Bayesian methods for cosmological parameter estimation from cosmic microwave background measurements

We present a strategy for a statistically rigorous Bayesian approach to the problem of determining cosmological parameters from the results of observations of anisotropies in the cosmic microwave background. Our strategy relies on Markov chain Monte Carlo methods, specifically the Metropolis-Hastings algorithm, to perform the necessary high-dimensional integrals. We describe the Metropolis-Hastings algorithm in detail and discuss the results of our test on simulated data.

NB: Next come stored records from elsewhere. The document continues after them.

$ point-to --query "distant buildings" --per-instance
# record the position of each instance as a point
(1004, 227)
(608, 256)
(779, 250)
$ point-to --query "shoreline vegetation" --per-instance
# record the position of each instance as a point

A Bayesian approach to the ecosystem inverse problem

This study investigates a probabilistic approach for the inverse problem associated with blending time-dependent ecosystem models and observations. The goal is to combine prior information, in the form of ecological dynamics and substantive knowledge about uncertain parameters, with available measurements. Posterior estimates of both the time-varying ecological state variables and the model parameters are obtained, along with their uncertainty. Ecological models of interacting populations are considered in the context of a nonlinear, non-Gaussian state space model. This comprises a nonlinear stochastic difference equation for the ecological dynamics, and an observation equation which relates the model state to the measurements. Complex error processes are readily incorporated. The posterior probability density function provides a complete solution to the inverse problem. Bayes’ theorem allows one to obtain this posterior density through synthesis of the prior information and the observations. To illustrate this Bayesian inverse method, these ideas are applied to a simple ecosystem box model concerned with predicting the seasonal co-evolution of a population of grazing shellfish and its two food sources: plankton and detritus. Observations of shellfish biomass over time are available. Lognormal system noise was incorporated into the ecosystem equations at all time steps. Ingestion and respiration parameters for shellfish growth are considered as uncertain quantities described by beta distributions. Stochastic simulation was carried out and provided predictions of the model state with uncertainty estimates. The Bayesian inverse method was then used to assimilate the additional information contained in the observations. Posterior probability density functions for the parameters and time-varying ecological state were computed using Markov Chain Monte Carlo methods. The ecological dynamics spread the measurement information to all state variables and parameters, even those not directly observed. Probabilistic state estimates are refined in comparison to those from the stochastic simulation. It is concluded that this Bayesian approach appears promising as a framework for ecosystem inverse problems, but requires careful control of the dimensionality for practical applications.

Using Markov chain Monte Carlo methods for estimating parameters with gravitational radiation data

We present a Bayesian approach to the problem of determining parameters for coalescing binary systems observed with laser interferometric detectors. By applying a Markov Chain Monte Carlo (MCMC) algorithm, specifically the Gibbs sampler, we demonstrate the potential that MCMC techniques may hold for the computation of posterior distributions of parameters of the binary system that created the gravity radiation signal. We describe the use of the Gibbs sampler method, and present examples whereby signals are detected and analyzed from within noisy data.

Applied Bayesian Data Analysis Using State-Space Models

This paper reviews the Bayesian approach to parameter estimation in nonlinear nonnormal state-space models with posterior computations performed by Gibbs sampling. Fitting of nonlinear nonnormal state-space models is an important task in various scientific disciplines. The ease with which the Bayesian approach can now be implemented via BUGS, a recently developed, user-friendly, and freely available software package, should have a major impact on applied research. This is illustrated using examples from three different areas of currently active research: econonometrics, fisheries, and physics.